PARTE I : "LOS CUATRO ANIMALES PUESTOS DE
RELIEVE EN EL CORAN"

El Mosquito

Dios no se avergüenza de proponer la parábola que sea, aunque se trate de un mosquito o incluso de algo más pequeño. Los que creen saben que es la Verdad, que viene de su Señor. En cuanto a los que no creen, dicen: "¿Qué es lo que se propone Dios con esta parábola?". Así extravía El a muchos y así también dirige a muchos. Pero no extravía así sino a los perversos. (Corán, 2:26)

En el Corán, como se mencionó en páginas anteriores, Dios apercibe frecuentemente a las personas para que investiguen la naturaleza y vean allí los "signos". Todas las existencias animadas e inanimadas en el universo están repletas de signos que revelan que fueron "hechas", con lo que se demuestra la potestad, el conocimiento y el arte del "hacedor". Le cabe al ser humano identificar esos signos haciendo uso de su discernimiento e inclinándose ante Dios.

Todos los seres vivientes llevan esos signos, pero hay algunos a los que Dios se refiere en el Corán de modo específico. El mosquito es uno de ellos.

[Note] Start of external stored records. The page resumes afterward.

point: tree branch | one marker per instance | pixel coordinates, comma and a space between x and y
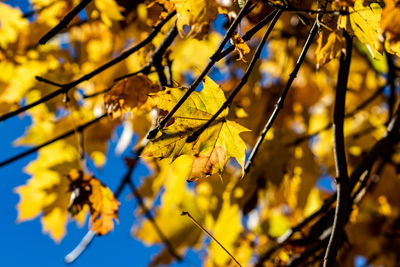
342, 180
126, 180
64, 22
279, 104
213, 59
62, 136
243, 81
65, 88
362, 105
210, 235
156, 59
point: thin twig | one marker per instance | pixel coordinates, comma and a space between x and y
213, 59
64, 22
156, 59
283, 239
362, 105
279, 104
62, 136
243, 81
65, 88
249, 34
126, 180
209, 234
392, 86
152, 220
342, 179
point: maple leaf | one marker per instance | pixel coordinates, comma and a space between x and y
87, 190
240, 46
330, 43
390, 23
11, 23
46, 192
128, 94
364, 22
214, 147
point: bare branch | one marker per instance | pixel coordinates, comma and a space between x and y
64, 135
213, 59
342, 179
126, 180
362, 105
243, 81
279, 104
64, 22
65, 88
209, 234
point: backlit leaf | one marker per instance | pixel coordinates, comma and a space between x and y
214, 147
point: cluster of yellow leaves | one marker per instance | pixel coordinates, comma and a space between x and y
103, 206
240, 46
214, 147
128, 94
196, 15
280, 188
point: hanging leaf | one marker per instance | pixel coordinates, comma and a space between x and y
128, 94
214, 147
103, 206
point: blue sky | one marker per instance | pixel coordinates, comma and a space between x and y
23, 244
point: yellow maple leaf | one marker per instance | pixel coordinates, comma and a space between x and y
178, 230
240, 46
46, 192
330, 43
214, 147
109, 11
128, 94
390, 25
364, 22
87, 190
195, 16
11, 23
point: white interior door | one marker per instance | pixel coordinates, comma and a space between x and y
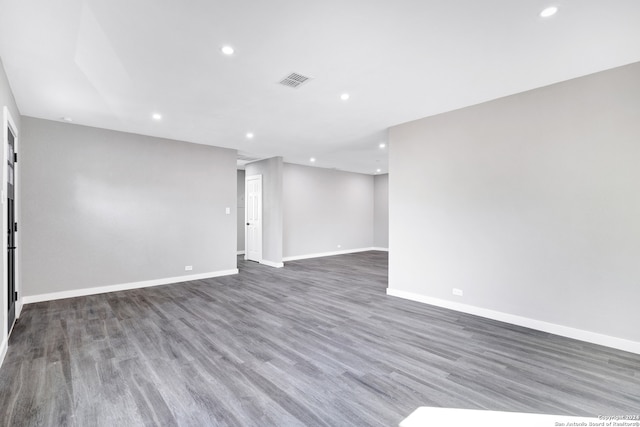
253, 217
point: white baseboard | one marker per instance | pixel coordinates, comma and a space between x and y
272, 264
323, 254
123, 287
552, 328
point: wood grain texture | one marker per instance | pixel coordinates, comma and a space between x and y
317, 343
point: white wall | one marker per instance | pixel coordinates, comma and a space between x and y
6, 100
240, 212
529, 204
326, 210
103, 208
381, 211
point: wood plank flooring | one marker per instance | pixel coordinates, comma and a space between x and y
317, 343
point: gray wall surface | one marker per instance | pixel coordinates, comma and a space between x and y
528, 203
271, 171
381, 211
103, 208
7, 99
324, 208
240, 213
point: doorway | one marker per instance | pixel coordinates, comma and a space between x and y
9, 216
253, 218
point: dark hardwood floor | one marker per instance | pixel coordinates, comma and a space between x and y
317, 343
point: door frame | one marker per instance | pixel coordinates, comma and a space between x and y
246, 216
8, 123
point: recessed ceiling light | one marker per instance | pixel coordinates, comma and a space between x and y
550, 11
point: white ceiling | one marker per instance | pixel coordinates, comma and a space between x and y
111, 64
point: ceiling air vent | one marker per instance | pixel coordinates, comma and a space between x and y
294, 80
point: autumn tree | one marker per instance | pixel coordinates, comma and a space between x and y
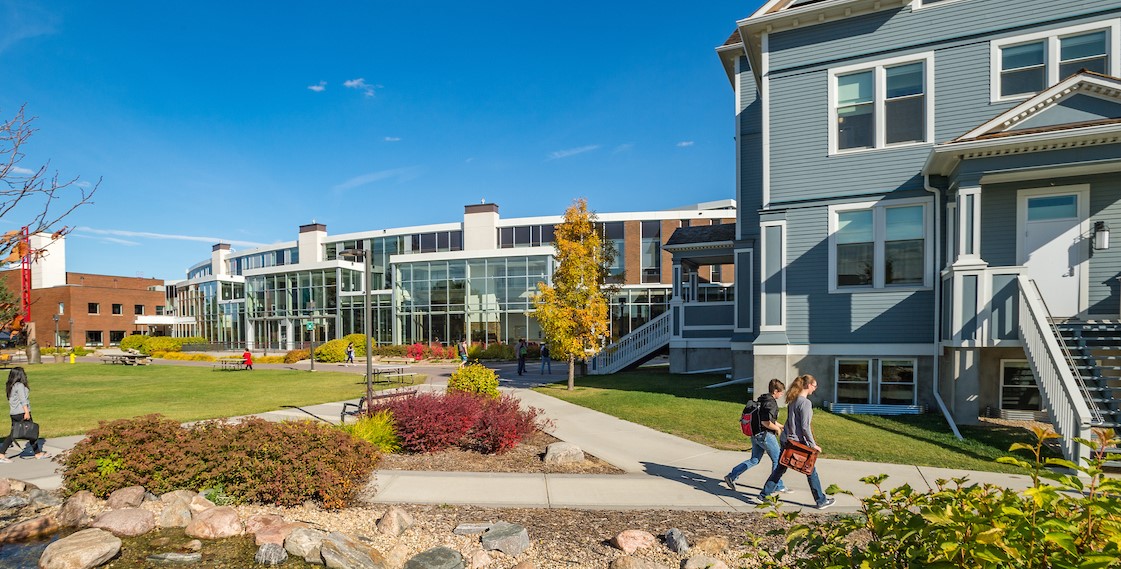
33, 196
573, 310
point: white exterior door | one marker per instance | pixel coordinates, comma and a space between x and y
1052, 246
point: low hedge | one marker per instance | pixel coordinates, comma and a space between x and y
255, 460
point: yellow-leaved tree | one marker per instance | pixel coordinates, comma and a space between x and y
573, 310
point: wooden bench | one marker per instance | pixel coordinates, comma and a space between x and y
355, 409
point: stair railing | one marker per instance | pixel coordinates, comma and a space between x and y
629, 348
1066, 398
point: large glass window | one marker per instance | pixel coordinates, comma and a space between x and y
880, 246
881, 105
1027, 65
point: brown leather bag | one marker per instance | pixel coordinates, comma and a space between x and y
798, 457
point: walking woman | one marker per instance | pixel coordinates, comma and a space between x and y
799, 414
20, 407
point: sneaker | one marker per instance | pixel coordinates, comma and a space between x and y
730, 482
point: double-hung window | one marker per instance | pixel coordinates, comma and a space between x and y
881, 104
880, 245
1024, 65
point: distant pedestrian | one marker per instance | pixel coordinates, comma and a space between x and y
461, 350
19, 404
546, 362
799, 413
522, 350
765, 439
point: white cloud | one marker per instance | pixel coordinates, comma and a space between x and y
144, 234
361, 85
572, 151
399, 174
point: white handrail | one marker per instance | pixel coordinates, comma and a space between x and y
1066, 401
639, 343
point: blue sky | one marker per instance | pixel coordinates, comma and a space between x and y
240, 121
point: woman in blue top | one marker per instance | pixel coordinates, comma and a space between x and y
799, 412
20, 407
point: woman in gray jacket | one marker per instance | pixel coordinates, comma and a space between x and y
20, 406
799, 412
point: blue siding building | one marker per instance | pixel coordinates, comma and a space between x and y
926, 189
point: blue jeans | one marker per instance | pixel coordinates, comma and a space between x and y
776, 479
766, 441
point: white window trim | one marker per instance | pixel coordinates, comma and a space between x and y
1000, 398
880, 90
762, 267
914, 383
878, 234
1052, 59
836, 380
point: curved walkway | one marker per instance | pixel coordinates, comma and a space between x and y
660, 470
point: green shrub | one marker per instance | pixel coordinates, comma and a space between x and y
1069, 522
474, 379
377, 429
251, 462
296, 355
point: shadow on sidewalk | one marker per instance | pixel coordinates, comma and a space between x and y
702, 482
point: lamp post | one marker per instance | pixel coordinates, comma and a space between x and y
367, 322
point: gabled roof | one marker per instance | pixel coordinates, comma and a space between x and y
1081, 110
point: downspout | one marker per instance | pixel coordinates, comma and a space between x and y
937, 301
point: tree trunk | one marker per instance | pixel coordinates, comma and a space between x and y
572, 373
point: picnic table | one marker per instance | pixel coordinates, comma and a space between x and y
122, 357
230, 364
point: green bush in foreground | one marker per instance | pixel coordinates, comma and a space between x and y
252, 462
474, 379
377, 429
1072, 522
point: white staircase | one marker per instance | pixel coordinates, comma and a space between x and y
632, 347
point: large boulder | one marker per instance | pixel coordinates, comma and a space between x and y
79, 510
563, 454
508, 538
29, 529
131, 496
214, 524
81, 550
305, 542
395, 522
128, 521
633, 540
341, 551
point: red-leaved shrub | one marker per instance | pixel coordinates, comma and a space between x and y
428, 422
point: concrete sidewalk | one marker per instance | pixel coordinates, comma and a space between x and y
661, 470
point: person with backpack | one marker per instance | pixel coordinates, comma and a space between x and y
765, 430
799, 412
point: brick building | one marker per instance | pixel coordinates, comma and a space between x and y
93, 310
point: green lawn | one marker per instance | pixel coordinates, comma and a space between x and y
72, 399
681, 404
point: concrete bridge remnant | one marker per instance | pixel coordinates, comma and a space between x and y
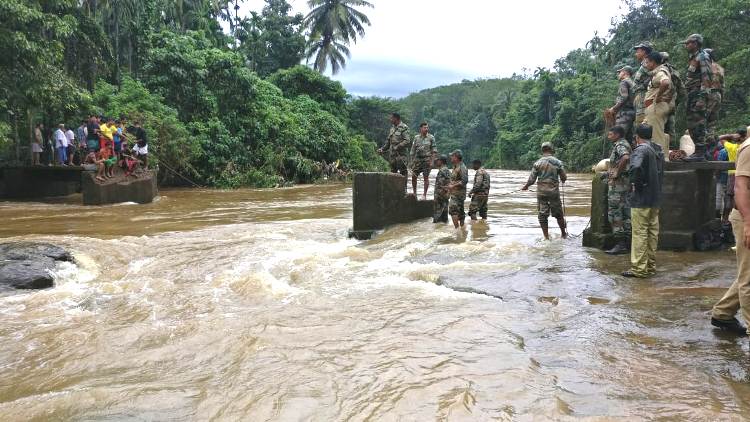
379, 200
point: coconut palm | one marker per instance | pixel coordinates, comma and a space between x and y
333, 24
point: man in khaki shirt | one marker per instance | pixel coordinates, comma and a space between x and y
737, 298
659, 100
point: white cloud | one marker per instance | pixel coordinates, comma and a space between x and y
470, 38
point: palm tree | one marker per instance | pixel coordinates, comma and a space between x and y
333, 24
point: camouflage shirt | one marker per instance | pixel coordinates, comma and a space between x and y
460, 174
699, 76
441, 183
641, 80
481, 182
625, 95
398, 140
423, 148
718, 81
619, 151
547, 173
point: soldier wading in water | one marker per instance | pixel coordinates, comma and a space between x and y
547, 173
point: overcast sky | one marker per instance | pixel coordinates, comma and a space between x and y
418, 44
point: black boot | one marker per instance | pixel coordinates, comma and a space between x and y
620, 248
699, 154
731, 326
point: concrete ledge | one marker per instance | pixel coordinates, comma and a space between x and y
141, 190
379, 200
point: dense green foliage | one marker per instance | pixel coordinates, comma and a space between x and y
210, 115
505, 121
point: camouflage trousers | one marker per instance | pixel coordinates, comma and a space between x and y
625, 120
478, 205
697, 117
618, 213
713, 106
456, 205
440, 209
548, 203
398, 164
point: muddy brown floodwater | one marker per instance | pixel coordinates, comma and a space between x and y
253, 305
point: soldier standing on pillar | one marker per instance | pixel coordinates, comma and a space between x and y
641, 80
618, 186
397, 146
698, 81
716, 95
624, 108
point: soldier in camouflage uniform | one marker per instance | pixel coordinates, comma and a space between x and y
442, 193
641, 80
459, 180
624, 108
397, 146
480, 191
547, 172
699, 82
618, 188
716, 94
422, 154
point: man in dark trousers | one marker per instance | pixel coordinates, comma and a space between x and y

Se lo menciona en el versículo 2:26: Dios no se avergüenza de proponer la parábola que sea, aunque se trate de un mosquito. Los que creen saben que es la Verdad, venida de su Señor. En cuanto a los que no creen, dicen: "¿Qué es lo que se propone Dios con esta parábola?" Así extravía El a muchos y así también dirige a muchos. Pero no extravía así sino a los perversos.

Considerado un ser viviente ordinario e insignificante, incluso así y todo es valioso examinarlo y estudiarlo, puesto que sustenta los signos de Dios. Es por eso que "Dios no se avergüenza de proponer la parábola que sea, aunque se trate de un mosquito" o incluso algo más pequeño.

LA CONTINGENCIA EXTRAORDINARIA DEL MOSQUITO

Lo que se conoce generalmente del mosquito es que chupa la sangre y se alimenta de ella. Sin embargo, esto no es totalmente correcto porque no todos los mosquitos sino solamente las hembras succionan sangre. Además, la hembra no lo hace porque necesite alimento. Tanto el macho como la hembra se alimentan del néctar de las flores. La única razón por la que la hembra, a diferencia del macho, succiona sangre, es la necesidad que tiene de proteínas para ayudar al desarrollo de los huevos. En otras palabras, lo hace para asegurarse la perpetuación de la especie.

El proceso de desarrollo es uno de los aspectos más admirables y sorprendentes del mosquito. La historia resumida de la transformación de un ser viviente a partir de una pequeña larva, pasando por distintas etapas, en un mosquito, es de la manera que sigue.

Los huevos, alimentados con sangre para que se desarrollen, son depositados por la hembra sobre hojas húmedas o charcas que se han secado durante el verano o el otoño. Antes de hacer eso la madre inspecciona el terreno totalmente por medio de delicados receptores ubicados bajo el abdomen. Después de encontrar el lugar conveniente, comienza a depositar los huevos, los cuales, de una longitud menor de un milímetro, son dispuestos en filas, uno por uno o en grupo. Algunas especies depositan en forma de jangada unos 300 huevos.

PINZAS ESPECIALES PARA EL APAREAMIENTO
El mosquito macho suficientemente maduro para usar sus antenas, es decir, sus órganos de la audición, busca a la hembra. Las antenas del macho tienen funciones distintas a las antenas de la hembra. Las plumas delgadas en el extremo de las antenas del macho son muy sensibles para oír los sonidos emitidos por la hembra. Al lado de los órganos sexuales del macho hay apéndices que le ayudan a agarrar a la hembra mientras se aparean en el aire. Los machos vuelan en grupo, como si fuesen una nube. Cuando una hembra entra allí el macho que logra asirla se aparea con ella durante el vuelo, en un tiempo breve, y después vuelve al grupo. Desde ese momento la hembra necesita sangre para el desarrollo de los huevos.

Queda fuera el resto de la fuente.